Unfortunately, because of the way WAL works, it's a bit tedious to try to quantify lag in terms of rows (You'd have to take each WAL file, scan, and filter for unrelated WAL entries, based on sync_ids in the XDB control database). Additionally, tracking WAL-based SMR replication lag cannot be done with an earlier solution. Fortunately, it is possible to calculate the time lag with a query:
WITH src_db (current_xid_commit_timestamp) AS (SELECT timestamp FROM pg_last_committed_xact()), -- last replicated timestamp for target databases target_db (target_db_id, last_repl_xid_timestamp) AS (SELECT sub_db_id AS target_db_id, MAX(last_repl_xid_timestamp) AS last_repl_xid_timestamp FROM _edb_replicator_pub.rrep_txset rt JOIN _edb_replicator_sub.xdb_subscriptions xs ON xs.sub_id=rt.sub_id WHERE status = 'C' GROUP BY sub_db_id), -- identity of target databases target_db_identity (target_db_id, target_db_identity) AS (SELECT sub_db_id, db_host || ':' || db_port || ':' || db_name FROM _edb_replicator_sub.xdb_sub_database) -- replication lag for each of the target databases SELECT c.target_db_id, target_db_identity, AGE(current_xid_commit_timestamp, last_repl_xid_timestamp) repl_time_lag FROM src_db a, target_db b, target_db_identity c WHERE b.target_db_id = c.target_db_id ORDER BY target_db_id;
By examining the replication timestamps, we are able to get a good handle on the time delay between the associated servers.

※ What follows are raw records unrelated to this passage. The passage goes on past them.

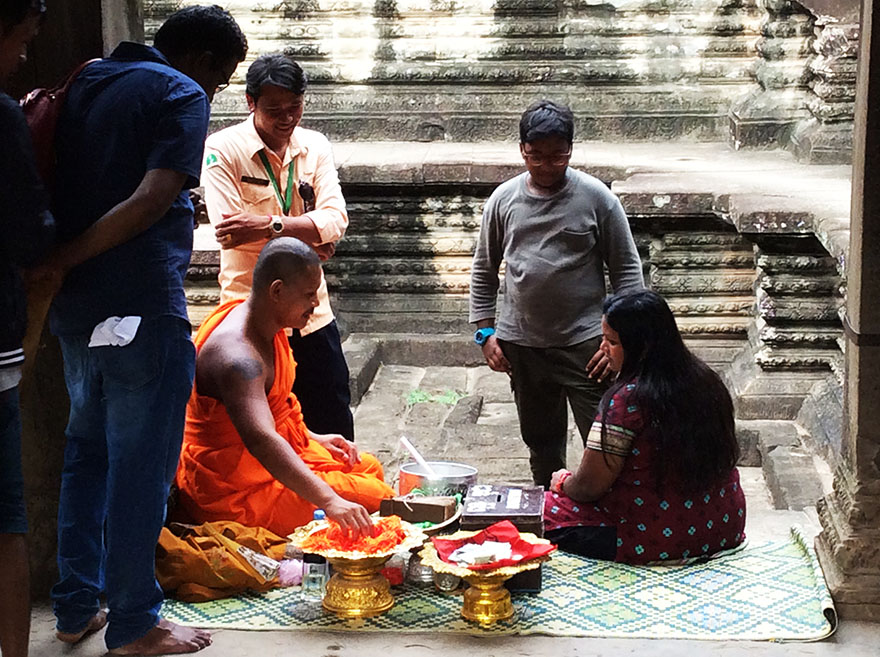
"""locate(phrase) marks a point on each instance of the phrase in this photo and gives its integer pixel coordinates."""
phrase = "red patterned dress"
(651, 525)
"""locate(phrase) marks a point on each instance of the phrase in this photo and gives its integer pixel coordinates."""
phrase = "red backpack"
(42, 108)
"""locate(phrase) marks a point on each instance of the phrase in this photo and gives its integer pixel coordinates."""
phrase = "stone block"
(427, 350)
(493, 387)
(792, 478)
(501, 414)
(747, 437)
(821, 416)
(466, 411)
(362, 356)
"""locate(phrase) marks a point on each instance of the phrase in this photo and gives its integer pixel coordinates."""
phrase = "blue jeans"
(13, 518)
(127, 410)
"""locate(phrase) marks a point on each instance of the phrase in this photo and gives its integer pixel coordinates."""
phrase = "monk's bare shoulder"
(226, 360)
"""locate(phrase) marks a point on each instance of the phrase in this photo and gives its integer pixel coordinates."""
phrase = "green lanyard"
(287, 201)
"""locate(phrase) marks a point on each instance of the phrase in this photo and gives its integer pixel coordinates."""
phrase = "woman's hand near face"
(599, 367)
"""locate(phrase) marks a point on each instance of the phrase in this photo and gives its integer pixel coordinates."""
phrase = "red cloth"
(501, 532)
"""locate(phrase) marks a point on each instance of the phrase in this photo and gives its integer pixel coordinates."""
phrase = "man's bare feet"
(96, 622)
(166, 638)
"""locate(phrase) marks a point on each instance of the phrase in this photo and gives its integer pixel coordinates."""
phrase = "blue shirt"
(125, 115)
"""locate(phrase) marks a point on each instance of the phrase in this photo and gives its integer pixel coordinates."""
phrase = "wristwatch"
(277, 226)
(481, 335)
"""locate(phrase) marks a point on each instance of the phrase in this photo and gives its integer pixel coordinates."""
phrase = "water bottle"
(316, 571)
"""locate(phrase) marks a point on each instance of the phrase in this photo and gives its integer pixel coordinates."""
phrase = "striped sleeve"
(11, 358)
(618, 439)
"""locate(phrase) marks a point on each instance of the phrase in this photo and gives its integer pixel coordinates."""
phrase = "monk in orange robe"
(247, 454)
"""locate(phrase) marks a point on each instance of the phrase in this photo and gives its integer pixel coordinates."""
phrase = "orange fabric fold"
(219, 479)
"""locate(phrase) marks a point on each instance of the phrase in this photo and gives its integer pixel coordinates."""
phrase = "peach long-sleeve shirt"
(236, 181)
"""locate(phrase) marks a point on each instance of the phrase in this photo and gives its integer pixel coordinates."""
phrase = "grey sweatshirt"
(554, 248)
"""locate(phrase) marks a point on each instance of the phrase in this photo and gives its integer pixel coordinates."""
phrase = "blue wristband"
(481, 335)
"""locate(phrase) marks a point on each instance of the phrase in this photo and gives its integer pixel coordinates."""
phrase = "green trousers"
(542, 380)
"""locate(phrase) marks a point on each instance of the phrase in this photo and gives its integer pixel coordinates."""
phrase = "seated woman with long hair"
(658, 478)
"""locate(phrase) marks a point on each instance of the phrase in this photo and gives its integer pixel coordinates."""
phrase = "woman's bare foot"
(97, 621)
(166, 638)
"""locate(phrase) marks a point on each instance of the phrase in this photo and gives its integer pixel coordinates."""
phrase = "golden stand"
(358, 589)
(487, 600)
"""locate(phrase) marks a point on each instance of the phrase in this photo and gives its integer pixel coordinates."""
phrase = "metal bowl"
(451, 478)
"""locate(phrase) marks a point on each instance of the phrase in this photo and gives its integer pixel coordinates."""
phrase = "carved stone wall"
(797, 304)
(462, 70)
(826, 135)
(766, 116)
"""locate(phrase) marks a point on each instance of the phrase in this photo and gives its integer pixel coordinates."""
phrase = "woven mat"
(771, 591)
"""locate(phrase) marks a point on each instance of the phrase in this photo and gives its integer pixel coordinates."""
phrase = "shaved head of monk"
(286, 280)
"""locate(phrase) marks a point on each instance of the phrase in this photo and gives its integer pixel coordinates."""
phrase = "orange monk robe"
(219, 479)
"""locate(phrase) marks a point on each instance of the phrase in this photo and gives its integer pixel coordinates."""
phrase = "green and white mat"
(771, 591)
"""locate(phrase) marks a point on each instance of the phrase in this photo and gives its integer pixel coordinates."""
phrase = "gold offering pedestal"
(358, 589)
(486, 600)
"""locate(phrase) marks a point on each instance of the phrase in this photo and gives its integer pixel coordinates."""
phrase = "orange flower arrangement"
(387, 534)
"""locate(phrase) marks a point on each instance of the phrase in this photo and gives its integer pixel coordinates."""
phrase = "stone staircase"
(753, 73)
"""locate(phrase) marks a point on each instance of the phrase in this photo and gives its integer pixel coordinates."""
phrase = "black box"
(522, 505)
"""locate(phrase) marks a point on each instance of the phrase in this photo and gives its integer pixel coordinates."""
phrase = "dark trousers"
(542, 380)
(321, 383)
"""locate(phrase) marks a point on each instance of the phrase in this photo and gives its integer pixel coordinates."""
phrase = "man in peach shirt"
(267, 177)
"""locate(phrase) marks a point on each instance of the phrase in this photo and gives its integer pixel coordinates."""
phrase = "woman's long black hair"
(682, 401)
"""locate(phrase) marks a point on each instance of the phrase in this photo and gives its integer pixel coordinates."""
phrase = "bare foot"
(96, 622)
(166, 638)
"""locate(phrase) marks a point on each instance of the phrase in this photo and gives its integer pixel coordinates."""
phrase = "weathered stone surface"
(466, 411)
(362, 356)
(791, 478)
(821, 416)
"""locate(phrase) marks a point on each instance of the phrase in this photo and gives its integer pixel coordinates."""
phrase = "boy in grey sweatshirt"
(556, 229)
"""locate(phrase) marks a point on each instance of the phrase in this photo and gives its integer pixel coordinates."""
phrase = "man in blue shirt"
(129, 144)
(26, 231)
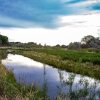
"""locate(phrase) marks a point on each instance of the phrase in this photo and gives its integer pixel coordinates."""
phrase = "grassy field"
(72, 61)
(81, 62)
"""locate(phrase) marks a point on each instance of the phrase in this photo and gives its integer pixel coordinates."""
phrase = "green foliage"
(3, 40)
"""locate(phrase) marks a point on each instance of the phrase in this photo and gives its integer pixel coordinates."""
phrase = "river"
(56, 81)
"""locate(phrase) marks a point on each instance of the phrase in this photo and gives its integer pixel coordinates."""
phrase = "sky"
(49, 22)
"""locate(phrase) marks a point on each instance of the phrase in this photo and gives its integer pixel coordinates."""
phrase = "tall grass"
(87, 55)
(86, 68)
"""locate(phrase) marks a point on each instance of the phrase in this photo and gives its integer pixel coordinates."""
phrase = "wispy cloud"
(42, 13)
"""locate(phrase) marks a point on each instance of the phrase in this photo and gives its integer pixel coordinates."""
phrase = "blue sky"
(49, 21)
(42, 13)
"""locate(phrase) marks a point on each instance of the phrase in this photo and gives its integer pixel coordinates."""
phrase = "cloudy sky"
(49, 21)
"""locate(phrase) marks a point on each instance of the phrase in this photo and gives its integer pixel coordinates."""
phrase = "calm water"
(28, 71)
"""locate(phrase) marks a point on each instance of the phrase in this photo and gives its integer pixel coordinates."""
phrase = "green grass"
(84, 68)
(86, 55)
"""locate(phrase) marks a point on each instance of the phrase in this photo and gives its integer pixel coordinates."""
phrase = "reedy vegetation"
(78, 62)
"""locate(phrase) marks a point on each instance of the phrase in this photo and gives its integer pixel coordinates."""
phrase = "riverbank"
(11, 90)
(56, 59)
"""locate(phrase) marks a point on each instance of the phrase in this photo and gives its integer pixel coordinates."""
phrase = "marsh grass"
(85, 68)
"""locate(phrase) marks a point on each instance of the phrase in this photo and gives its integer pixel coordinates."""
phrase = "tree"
(3, 40)
(90, 42)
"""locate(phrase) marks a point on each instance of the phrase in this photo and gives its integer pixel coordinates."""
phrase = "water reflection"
(55, 82)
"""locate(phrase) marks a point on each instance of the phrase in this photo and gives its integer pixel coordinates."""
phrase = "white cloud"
(73, 29)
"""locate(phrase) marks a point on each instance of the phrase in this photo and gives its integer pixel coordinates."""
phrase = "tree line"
(3, 40)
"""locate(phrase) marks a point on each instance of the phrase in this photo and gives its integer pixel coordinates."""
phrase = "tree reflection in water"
(83, 90)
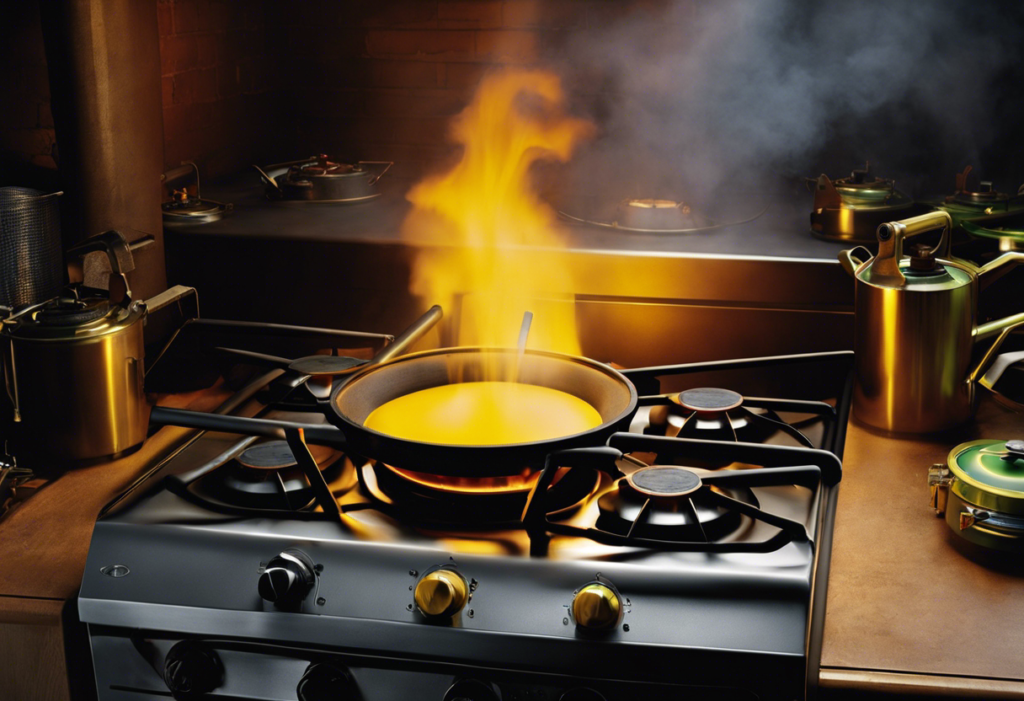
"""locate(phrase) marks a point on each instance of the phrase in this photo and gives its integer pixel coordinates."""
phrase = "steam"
(710, 92)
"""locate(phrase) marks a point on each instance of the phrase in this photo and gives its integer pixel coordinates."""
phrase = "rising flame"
(470, 221)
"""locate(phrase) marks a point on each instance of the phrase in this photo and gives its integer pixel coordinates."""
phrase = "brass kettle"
(915, 329)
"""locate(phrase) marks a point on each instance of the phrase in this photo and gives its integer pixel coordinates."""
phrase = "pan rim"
(337, 415)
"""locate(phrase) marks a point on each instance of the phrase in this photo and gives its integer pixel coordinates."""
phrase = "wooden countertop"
(44, 541)
(910, 609)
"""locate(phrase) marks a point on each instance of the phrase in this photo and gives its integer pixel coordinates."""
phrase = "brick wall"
(27, 140)
(269, 80)
(380, 80)
(217, 72)
(259, 81)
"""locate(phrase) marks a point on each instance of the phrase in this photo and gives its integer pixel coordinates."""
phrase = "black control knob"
(471, 690)
(581, 694)
(192, 670)
(287, 579)
(326, 682)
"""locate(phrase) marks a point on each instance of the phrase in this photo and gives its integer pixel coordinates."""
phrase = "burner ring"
(710, 400)
(276, 454)
(665, 482)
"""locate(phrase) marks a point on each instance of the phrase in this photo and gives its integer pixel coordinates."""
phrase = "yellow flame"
(475, 222)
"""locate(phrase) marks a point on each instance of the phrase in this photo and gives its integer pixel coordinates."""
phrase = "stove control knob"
(471, 690)
(326, 682)
(287, 579)
(192, 670)
(440, 594)
(597, 607)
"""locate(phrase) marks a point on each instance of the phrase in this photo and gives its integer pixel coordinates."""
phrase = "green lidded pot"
(980, 490)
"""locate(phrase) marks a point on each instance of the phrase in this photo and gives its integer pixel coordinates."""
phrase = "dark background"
(919, 89)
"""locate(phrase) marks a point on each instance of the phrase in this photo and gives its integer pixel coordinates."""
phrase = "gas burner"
(667, 502)
(265, 476)
(723, 414)
(710, 400)
(471, 502)
(685, 509)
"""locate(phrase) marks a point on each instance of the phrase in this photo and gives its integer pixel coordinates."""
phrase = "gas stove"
(685, 557)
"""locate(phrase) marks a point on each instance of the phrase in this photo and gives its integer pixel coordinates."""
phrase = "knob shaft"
(192, 670)
(471, 690)
(597, 607)
(581, 694)
(440, 594)
(326, 682)
(287, 579)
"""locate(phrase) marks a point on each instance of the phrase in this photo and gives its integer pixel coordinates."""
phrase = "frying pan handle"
(297, 442)
(316, 434)
(409, 337)
(601, 458)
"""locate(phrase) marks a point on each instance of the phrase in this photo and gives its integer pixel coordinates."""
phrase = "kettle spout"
(850, 261)
(995, 269)
(1004, 327)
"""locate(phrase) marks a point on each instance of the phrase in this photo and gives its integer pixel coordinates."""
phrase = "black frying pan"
(384, 379)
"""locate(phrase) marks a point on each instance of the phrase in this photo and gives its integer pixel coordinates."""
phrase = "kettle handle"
(1007, 325)
(118, 251)
(850, 262)
(891, 235)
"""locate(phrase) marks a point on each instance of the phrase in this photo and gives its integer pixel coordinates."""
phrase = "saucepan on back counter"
(916, 326)
(74, 364)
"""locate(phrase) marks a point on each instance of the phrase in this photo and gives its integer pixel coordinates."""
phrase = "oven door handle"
(316, 434)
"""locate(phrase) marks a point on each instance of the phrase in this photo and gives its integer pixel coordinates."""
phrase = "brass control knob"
(440, 594)
(597, 607)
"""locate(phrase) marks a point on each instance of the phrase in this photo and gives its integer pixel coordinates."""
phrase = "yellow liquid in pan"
(483, 413)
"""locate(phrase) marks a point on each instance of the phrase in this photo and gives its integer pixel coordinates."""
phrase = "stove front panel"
(685, 622)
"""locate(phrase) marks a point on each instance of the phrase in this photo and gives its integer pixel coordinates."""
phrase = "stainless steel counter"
(764, 288)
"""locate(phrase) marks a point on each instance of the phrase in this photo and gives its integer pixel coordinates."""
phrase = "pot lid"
(940, 275)
(990, 474)
(69, 317)
(193, 210)
(324, 166)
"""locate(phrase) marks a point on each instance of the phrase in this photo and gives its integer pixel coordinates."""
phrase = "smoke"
(700, 96)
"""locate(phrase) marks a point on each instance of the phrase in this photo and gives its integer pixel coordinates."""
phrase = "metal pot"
(915, 329)
(75, 365)
(980, 490)
(320, 179)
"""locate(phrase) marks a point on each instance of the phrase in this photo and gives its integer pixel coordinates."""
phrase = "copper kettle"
(915, 329)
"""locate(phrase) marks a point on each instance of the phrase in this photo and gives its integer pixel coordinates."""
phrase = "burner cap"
(710, 399)
(278, 455)
(269, 455)
(665, 482)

Additionally, with some more tweaking, we can use a similar query to calculate time lag for Multi-Master Replication (MMR) clusters:
WITH src_db (current_xid_commit_timestamp) AS (SELECT timestamp FROM pg_last_committed_xact()), -- last replicated timestamp for target databases target_db (target_db_id, last_repl_xid_timestamp) AS (SELECT db_id AS target_db_id, MAX(last_repl_xid_timestamp) AS last_repl_xid_timestamp FROM _edb_replicator_pub.rrep_mmr_txset WHERE status = 'C' GROUP BY db_id), -- identity of target databases target_db_identity (target_db_id, target_db_identity) AS (SELECT pub_db_id, db_host || ':' || db_port || ':' || db_name FROM _edb_replicator_pub.xdb_pub_database) -- replication lag for each of the target databases SELECT c.target_db_id, target_db_identity, AGE(current_xid_commit_timestamp, last_repl_xid_timestamp) repl_time_lag FROM src_db a, target_db b, target_db_identity c WHERE b.target_db_id = c.target_db_id ORDER BY target_db_id;
With these queries, DBAs and sysadmins can easily set up notification and monitoring systems for XDB performance.